In 1898, Rhodes brought the main line of the Cape to Cairo up through Bechuanaland to Bulawayo in southern Rhodesia having persuaded Pauling to build the railway at great speed across the vast Kalahari Desert. While the weather conditions were very different from those in the Mozambique forests, they were equally harsh with high temperatures and a shortage of water, but the target of a mile per day was achieved. It was an efficient operation over relatively easy territory, redolent of the last stages of the first transcontinental across the USA. At one stage the surveying parties were just a day ahead of the platelayers and the division of labour was Fordian with every man carrying out a specific task efficiently, from laying out the sleepers and rails, to spreading the ballast and banging in the spikes to secure the rails. Bridges were often crude temporary affairs that would have to be improved later but speed was of the essence as Rhodes was rightly concerned about the unstable political situation, which would eventually lead to the outbreak of the Boer War in October 1899 and, as he foresaw, put a halt to further progress.

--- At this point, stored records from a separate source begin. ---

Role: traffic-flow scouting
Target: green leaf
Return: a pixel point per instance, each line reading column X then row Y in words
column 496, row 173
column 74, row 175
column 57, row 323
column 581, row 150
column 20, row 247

Rhodes’s achievement in bringing the line 1,400 miles up from the Cape was recognized by Queen Victoria who sent her congratulations during ten days of riotous celebrations that greeted the railway, which the great man himself missed as he was convalescing from a bout of malaria. The question on reaching Bulawayo was where would the railway go next? Rhodes, confident that he could now achieve his goal, wanted to take the shortest route up to Lake Tanganyika, about 800 miles through Rhodesia, where the coaches and trucks would be carried 400 miles north on ferries. The route would have veered east between the borders of the Congo Free State and Portuguese-controlled Mozambique, north up to Lake Tanganyika, and then on ferries through three other lakes, Kivu, Edward and Albert, with rail connections to cover the short land gaps between them. The route would have continued through Uganda along to the White Nile, and up to Cairo, again with long sections being covered by ships along the river.

These railways in central Africa were built to exploit resources, rather than bring in development. They were not, in contrast to the other transcontinental lines, seen as a way of opening up the area for immigrants who would create self-sustaining communities. Nor did they stimulate local economic development for the existing inhabitants. The Africans were pushed aside in the same way as the Indians in the USA, but the climate and conditions were too harsh for permanent settlement by whites. Instead, the minerals, which were signed away by local chiefs either by subterfuge or force, were removed at a minimum cost with the help of the railways. While these lines inevitably created a few local jobs in the mines and on the railways themselves, their primary purpose was the extraction of minerals and other primary resources through a process that provided little benefit to local people and their communities. Their purpose, indeed, was the same as that of the original wagonways built in Britain and elsewhere in Europe from the seventeenth century onwards, the linking of mines with the nearest navigable waterway, except, of course, they were considerably longer.